De leur faire avoir les suffrages,

Et de la Ville et de la Cour[379].

[379] Mémoires pour servir à l’histoire de la Calote (1754), sixième partie, pp. 139 et suiv.—Mélanges de Boisjourdain, t. III, p. 121 (1746).

La Pouplinière se piquait, en effet, d’écrire, il avait des ambitions littéraires; et Richelieu était un académicien, très influent et très remuant, alors que Roy n’avait aucune chance de figurer jamais au nombre des Immortels.
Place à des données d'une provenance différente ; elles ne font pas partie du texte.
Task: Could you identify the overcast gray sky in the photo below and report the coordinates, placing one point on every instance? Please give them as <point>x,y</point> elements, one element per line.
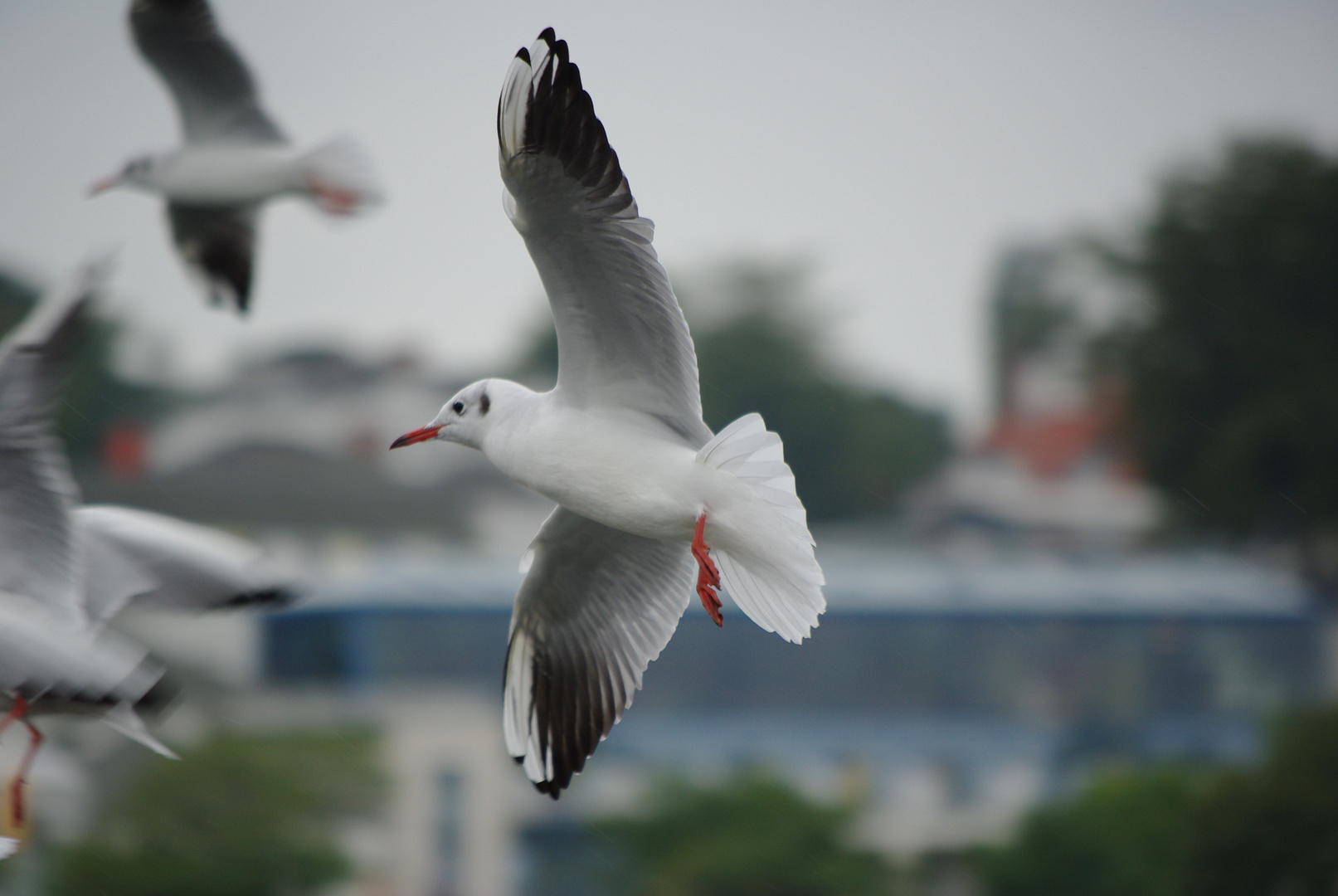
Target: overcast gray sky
<point>897,144</point>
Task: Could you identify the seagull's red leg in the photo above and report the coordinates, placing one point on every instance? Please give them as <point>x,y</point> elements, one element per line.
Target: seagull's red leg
<point>15,802</point>
<point>17,813</point>
<point>333,198</point>
<point>17,712</point>
<point>708,577</point>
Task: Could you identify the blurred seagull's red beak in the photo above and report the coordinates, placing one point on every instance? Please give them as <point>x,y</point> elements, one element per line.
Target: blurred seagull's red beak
<point>416,436</point>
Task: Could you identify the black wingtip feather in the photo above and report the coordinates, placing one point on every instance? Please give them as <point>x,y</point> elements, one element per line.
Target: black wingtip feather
<point>560,120</point>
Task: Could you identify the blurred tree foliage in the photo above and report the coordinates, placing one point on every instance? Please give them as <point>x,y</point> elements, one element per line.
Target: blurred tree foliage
<point>93,397</point>
<point>1128,834</point>
<point>238,816</point>
<point>854,450</point>
<point>1191,832</point>
<point>1233,375</point>
<point>750,837</point>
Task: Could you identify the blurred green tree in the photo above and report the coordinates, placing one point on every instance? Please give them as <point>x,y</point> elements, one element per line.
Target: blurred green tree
<point>238,816</point>
<point>93,396</point>
<point>750,837</point>
<point>1233,375</point>
<point>854,450</point>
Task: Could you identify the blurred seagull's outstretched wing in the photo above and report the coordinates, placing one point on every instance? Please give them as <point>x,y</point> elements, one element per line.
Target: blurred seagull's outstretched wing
<point>621,336</point>
<point>594,609</point>
<point>214,91</point>
<point>220,244</point>
<point>39,551</point>
<point>165,562</point>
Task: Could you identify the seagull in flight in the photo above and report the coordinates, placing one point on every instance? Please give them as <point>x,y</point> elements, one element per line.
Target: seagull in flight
<point>233,158</point>
<point>646,495</point>
<point>67,570</point>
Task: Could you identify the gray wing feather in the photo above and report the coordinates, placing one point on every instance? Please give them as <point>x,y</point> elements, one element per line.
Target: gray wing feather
<point>594,609</point>
<point>214,91</point>
<point>61,666</point>
<point>163,562</point>
<point>621,336</point>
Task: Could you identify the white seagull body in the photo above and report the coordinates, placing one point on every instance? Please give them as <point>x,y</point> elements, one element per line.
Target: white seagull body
<point>645,491</point>
<point>67,570</point>
<point>235,158</point>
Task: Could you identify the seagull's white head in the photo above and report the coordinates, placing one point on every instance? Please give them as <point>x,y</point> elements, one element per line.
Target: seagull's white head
<point>470,413</point>
<point>141,172</point>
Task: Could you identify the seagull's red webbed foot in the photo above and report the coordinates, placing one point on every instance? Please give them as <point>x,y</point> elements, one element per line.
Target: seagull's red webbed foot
<point>708,577</point>
<point>333,198</point>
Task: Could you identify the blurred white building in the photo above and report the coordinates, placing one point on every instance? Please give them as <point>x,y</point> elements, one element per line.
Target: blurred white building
<point>1052,467</point>
<point>943,693</point>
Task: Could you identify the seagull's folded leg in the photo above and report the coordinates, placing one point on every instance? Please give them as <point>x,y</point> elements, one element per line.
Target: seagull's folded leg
<point>708,577</point>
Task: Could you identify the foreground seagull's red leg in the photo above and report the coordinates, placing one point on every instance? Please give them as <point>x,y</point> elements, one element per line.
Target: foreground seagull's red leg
<point>17,813</point>
<point>708,577</point>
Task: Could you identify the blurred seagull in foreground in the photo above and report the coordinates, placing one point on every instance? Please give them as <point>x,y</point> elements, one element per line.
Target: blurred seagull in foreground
<point>235,157</point>
<point>644,489</point>
<point>66,570</point>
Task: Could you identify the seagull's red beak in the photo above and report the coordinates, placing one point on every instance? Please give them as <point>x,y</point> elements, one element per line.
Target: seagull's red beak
<point>416,436</point>
<point>102,186</point>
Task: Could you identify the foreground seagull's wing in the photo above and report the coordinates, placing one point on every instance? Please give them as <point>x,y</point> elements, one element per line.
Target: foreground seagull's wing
<point>43,658</point>
<point>39,557</point>
<point>220,244</point>
<point>163,562</point>
<point>213,89</point>
<point>621,334</point>
<point>594,609</point>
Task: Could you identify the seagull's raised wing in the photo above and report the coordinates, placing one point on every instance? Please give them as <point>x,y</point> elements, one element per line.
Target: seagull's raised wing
<point>41,658</point>
<point>220,244</point>
<point>596,607</point>
<point>165,562</point>
<point>621,334</point>
<point>214,91</point>
<point>39,555</point>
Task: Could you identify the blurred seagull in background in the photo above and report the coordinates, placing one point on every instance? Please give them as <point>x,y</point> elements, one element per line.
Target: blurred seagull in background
<point>235,157</point>
<point>66,570</point>
<point>645,493</point>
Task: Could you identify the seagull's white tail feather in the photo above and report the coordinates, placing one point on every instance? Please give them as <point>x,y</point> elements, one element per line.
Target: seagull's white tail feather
<point>338,177</point>
<point>763,548</point>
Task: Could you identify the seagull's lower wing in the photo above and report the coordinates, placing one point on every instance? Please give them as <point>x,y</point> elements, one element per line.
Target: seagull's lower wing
<point>621,336</point>
<point>165,562</point>
<point>218,242</point>
<point>596,607</point>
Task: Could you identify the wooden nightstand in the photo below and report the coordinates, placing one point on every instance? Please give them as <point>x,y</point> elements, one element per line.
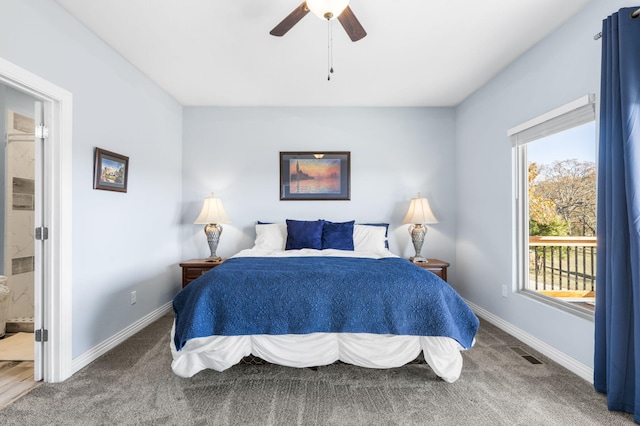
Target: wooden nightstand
<point>192,269</point>
<point>436,266</point>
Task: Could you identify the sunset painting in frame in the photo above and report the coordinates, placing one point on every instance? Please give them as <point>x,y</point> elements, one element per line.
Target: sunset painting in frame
<point>314,175</point>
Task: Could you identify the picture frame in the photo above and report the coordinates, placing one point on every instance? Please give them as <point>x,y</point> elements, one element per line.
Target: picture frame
<point>110,171</point>
<point>315,175</point>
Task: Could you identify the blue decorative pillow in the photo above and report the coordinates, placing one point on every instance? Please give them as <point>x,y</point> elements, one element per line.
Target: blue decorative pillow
<point>337,236</point>
<point>386,231</point>
<point>304,234</point>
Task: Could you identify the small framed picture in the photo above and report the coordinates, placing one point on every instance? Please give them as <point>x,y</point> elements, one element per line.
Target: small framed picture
<point>315,175</point>
<point>110,171</point>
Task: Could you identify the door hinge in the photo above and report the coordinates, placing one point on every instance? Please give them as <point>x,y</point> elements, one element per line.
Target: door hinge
<point>42,233</point>
<point>42,335</point>
<point>42,132</point>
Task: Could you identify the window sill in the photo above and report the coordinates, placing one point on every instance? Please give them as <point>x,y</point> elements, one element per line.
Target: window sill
<point>559,304</point>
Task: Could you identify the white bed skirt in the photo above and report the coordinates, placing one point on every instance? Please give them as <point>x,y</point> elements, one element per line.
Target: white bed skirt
<point>317,349</point>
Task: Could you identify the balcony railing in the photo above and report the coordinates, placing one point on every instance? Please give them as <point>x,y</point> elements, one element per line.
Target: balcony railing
<point>563,267</point>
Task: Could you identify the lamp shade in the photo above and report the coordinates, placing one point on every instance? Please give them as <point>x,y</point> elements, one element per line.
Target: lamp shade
<point>327,9</point>
<point>212,212</point>
<point>419,212</point>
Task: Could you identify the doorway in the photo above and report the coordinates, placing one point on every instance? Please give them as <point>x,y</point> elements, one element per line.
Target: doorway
<point>19,205</point>
<point>52,298</point>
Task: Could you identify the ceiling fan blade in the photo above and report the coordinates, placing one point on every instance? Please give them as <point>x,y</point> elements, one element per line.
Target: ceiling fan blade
<point>351,25</point>
<point>288,22</point>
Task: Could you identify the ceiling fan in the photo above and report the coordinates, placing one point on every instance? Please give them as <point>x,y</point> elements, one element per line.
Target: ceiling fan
<point>324,9</point>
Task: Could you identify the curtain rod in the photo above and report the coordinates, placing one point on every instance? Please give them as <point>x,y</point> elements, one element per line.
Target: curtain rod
<point>634,15</point>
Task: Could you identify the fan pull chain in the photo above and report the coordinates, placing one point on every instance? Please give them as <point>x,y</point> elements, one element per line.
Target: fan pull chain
<point>330,48</point>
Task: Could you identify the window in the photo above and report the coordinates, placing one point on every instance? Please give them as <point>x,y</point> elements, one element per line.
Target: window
<point>555,206</point>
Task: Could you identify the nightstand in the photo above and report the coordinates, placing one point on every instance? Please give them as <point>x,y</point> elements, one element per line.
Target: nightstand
<point>436,266</point>
<point>192,269</point>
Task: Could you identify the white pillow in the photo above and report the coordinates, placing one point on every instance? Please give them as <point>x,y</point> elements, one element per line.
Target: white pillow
<point>369,238</point>
<point>271,236</point>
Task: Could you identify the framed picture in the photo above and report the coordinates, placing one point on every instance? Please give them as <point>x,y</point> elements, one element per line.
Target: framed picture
<point>110,171</point>
<point>315,175</point>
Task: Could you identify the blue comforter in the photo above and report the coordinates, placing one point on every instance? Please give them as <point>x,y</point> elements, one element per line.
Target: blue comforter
<point>300,295</point>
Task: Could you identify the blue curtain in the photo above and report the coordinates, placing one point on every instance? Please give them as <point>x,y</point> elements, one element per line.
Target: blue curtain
<point>617,316</point>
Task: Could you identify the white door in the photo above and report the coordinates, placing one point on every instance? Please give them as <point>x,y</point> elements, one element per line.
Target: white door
<point>40,243</point>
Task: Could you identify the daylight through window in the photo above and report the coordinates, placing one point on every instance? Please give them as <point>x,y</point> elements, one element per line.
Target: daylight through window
<point>555,181</point>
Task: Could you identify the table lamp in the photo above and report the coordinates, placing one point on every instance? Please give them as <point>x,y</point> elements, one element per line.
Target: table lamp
<point>418,215</point>
<point>212,215</point>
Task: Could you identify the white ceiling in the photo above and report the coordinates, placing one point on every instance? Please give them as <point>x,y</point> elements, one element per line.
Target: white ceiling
<point>416,53</point>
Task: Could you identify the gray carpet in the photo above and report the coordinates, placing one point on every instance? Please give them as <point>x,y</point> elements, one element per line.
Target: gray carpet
<point>133,384</point>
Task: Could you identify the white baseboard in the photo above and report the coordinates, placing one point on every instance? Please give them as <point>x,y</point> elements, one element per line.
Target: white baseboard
<point>102,348</point>
<point>561,358</point>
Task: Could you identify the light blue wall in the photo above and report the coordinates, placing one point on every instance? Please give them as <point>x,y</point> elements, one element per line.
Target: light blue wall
<point>121,242</point>
<point>561,68</point>
<point>395,152</point>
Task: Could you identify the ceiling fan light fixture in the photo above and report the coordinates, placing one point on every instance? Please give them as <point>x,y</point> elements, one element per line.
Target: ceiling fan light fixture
<point>327,9</point>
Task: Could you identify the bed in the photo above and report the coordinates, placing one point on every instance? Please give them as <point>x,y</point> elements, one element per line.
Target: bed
<point>305,301</point>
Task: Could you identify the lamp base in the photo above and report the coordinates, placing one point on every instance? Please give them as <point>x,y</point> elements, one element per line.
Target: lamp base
<point>213,231</point>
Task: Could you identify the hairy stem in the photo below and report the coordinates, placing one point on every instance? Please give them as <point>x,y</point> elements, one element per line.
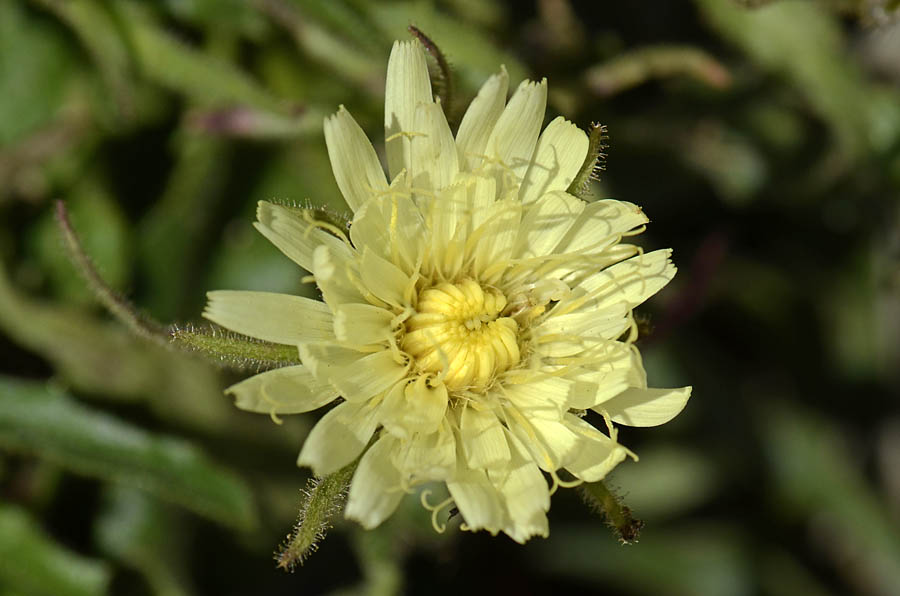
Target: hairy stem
<point>114,302</point>
<point>322,499</point>
<point>618,517</point>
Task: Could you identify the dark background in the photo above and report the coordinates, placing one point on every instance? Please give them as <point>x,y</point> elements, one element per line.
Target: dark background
<point>762,139</point>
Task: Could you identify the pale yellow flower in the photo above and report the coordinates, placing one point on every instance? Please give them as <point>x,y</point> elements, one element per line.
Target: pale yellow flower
<point>474,314</point>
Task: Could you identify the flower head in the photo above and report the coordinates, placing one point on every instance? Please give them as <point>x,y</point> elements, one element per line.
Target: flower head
<point>473,315</point>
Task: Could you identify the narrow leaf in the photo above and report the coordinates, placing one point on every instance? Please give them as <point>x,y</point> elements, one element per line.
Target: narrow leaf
<point>40,420</point>
<point>32,563</point>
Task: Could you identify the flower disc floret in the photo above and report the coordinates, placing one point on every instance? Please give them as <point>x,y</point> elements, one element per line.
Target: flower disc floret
<point>477,318</point>
<point>459,333</point>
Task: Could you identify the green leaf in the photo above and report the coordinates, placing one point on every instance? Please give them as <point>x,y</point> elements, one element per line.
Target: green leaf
<point>802,42</point>
<point>147,536</point>
<point>38,419</point>
<point>105,233</point>
<point>676,561</point>
<point>99,34</point>
<point>33,564</point>
<point>200,76</point>
<point>816,477</point>
<point>34,73</point>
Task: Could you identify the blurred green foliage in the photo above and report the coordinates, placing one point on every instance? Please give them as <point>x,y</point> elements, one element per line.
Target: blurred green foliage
<point>762,138</point>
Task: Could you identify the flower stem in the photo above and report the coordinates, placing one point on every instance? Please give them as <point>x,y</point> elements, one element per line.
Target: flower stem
<point>445,80</point>
<point>594,161</point>
<point>618,517</point>
<point>231,349</point>
<point>322,499</point>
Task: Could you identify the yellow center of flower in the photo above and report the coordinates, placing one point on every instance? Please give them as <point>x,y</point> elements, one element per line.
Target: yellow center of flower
<point>459,333</point>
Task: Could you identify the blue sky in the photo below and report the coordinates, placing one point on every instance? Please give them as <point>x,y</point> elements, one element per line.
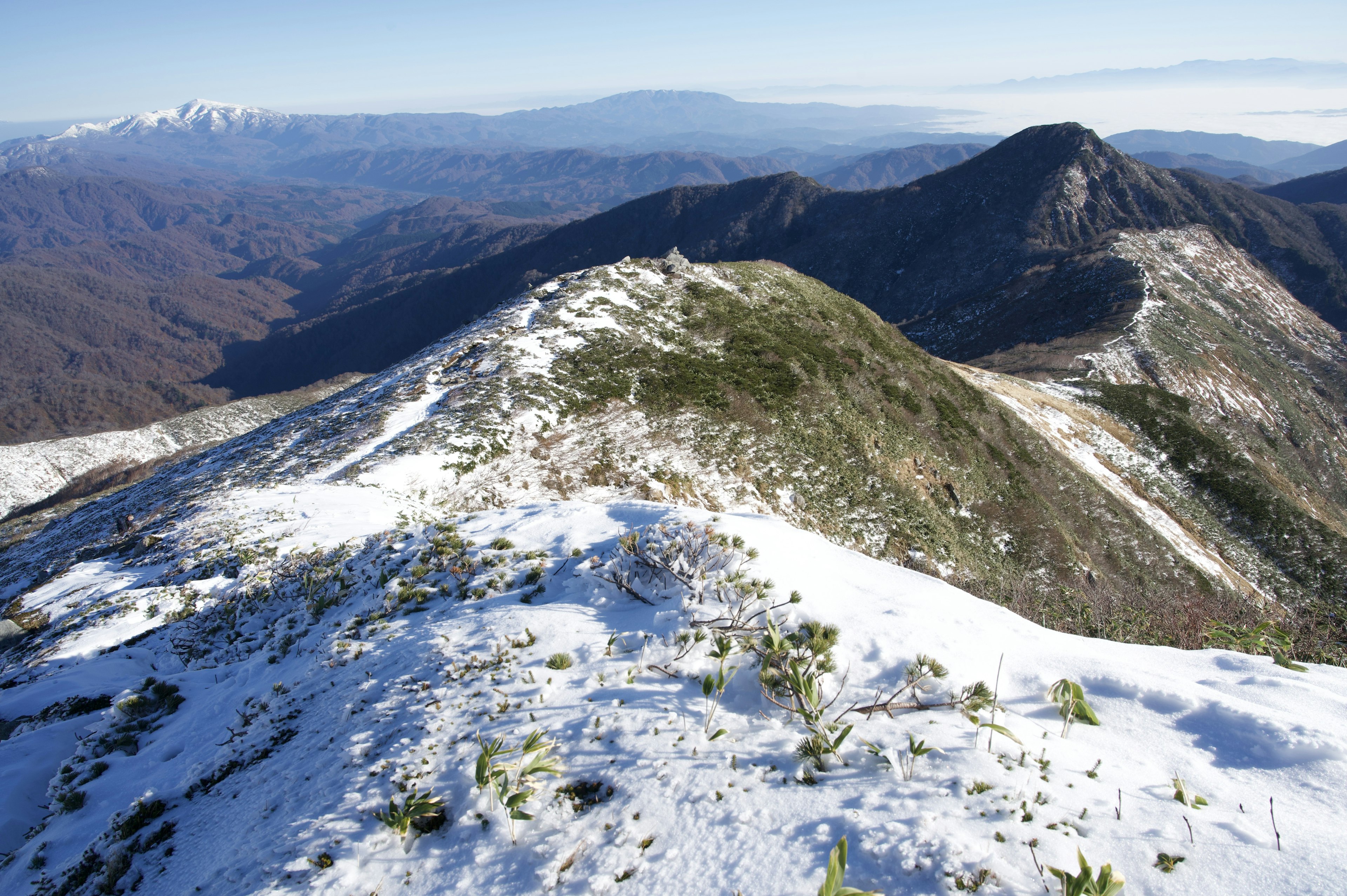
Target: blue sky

Voltaire s’était indigné de cette «infâme calote»,—le «prix des fêtes» données par les La Pouplinière—dont les traits acérés ricochaient sur son «héros», retenu à Dresde par son ambassade:

«Ne faudrait-il pas pendre, lui écrivait-il, le 24 décembre 1746, les coquins qui infectent le public de ces poisons? Mais le poète Roy aura quelque pension, s’il ne meurt pas de la lèpre dont son âme est plus attaquée que son corps.»

Or, ce «coquin» de Roy, quand il parlait de ce duc, «autrefois les délices» du financier «et le favori de l’Amour», rappelait, à mots couverts, (toujours la peur du bâton!) le scandale qui venait d’éclater, six mois plus tôt, chez le fermier général, dans son hôtel de la rue de Richelieu.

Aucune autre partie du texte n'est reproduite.